All of the puppeteers wore black velvet robes, using gloves and hoods to conceal themselves in front of a black background that rendered them invisible to viewers. And while Ms. Perego wrote many of the Topo stories, her character’s “Ed Sullivan Show” appearances were also developed with help from other writers — notably comedian Joan Rivers, who was less appreciative of Topo than many of the show’s young viewers.


“I lay on the floor and wrote a sketch about this comic Italian puppet mouse, with a little Italian accent, who had become a semi-fad in America,” she recalled, according to Sullivan’s website. “I had him asking Ed Sullivan to explain football. I put Topo in a little football jersey that said ¼ on the back. Topo Gigio paid my car payments for six months. God bless that little lousy mouse.”




Ms. Perego was born in Venice on Dec. 8, 1923, and by the mid-1950s was working as a puppeteer with the Italian public broadcaster RAI. She invented characters such as Picchio Cannocchiale, a riff on Woody Woodpecker, and traced her puppetry breakthrough to a Christmas tree she spotted in a barbershop window, made from a piece of green sponge.


She began using the material for puppets, while slowing down and speeding up records to get new ideas for characters and situations, including “insects, fish, singing flowers, cactuses with large sombreros and [guitar]-imitating Mariachis,” according to her Topo website.


Topo began to take off in 1961, appearing in Italy that year on the popular TV program “Carosello” and in a film, “The World of Topo Gigio,” co-directed by her husband. “Put it all down as a nice treat for the kiddies,” wrote New York Times reviewer Howard Thompson. “And while we’re at it, who says a mouse can’t act?”


Her character later starred in a 1967 Japanese movie, “Topo Gigio and the Missile War,” by celebrated filmmaker Kon Ichikawa, and appeared in comic strips and magazines.

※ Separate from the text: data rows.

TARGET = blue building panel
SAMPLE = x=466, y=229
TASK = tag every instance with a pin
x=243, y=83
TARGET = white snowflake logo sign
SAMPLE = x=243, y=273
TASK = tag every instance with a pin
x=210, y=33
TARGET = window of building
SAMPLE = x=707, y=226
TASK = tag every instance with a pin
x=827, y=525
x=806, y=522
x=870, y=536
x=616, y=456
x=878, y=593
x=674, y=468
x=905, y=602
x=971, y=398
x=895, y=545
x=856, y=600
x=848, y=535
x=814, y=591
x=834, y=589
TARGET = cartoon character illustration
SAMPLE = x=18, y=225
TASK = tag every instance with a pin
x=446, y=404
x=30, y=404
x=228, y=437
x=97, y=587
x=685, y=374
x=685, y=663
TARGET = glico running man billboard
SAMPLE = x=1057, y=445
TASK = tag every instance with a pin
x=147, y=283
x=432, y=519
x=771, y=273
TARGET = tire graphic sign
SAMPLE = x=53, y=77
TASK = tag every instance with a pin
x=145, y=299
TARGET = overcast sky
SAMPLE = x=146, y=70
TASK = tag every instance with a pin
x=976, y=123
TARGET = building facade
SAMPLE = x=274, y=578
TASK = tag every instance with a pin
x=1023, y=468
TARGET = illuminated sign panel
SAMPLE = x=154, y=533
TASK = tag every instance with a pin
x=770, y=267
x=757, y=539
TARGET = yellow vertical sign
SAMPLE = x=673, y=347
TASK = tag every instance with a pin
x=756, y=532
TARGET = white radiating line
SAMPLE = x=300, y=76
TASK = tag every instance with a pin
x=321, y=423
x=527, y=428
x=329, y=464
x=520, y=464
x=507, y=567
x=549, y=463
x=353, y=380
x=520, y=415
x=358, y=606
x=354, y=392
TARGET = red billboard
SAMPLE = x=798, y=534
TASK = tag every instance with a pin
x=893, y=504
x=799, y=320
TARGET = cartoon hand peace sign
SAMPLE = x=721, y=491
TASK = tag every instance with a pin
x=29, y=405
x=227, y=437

Ms. Perego continued working on him until her death — information on survivors was not immediately available — and said she saw Topo as “a naive character,” with shades of Don Quixote and Charlie Chaplin’s Little Tramp.


“With his optimism he tries to justify himself, to invent, to introduce himself and to enter into fantasy and the absurd,” she said recently on the Italian television program “Le Ragazze.” “He’s always on the edge between imagination and reality.”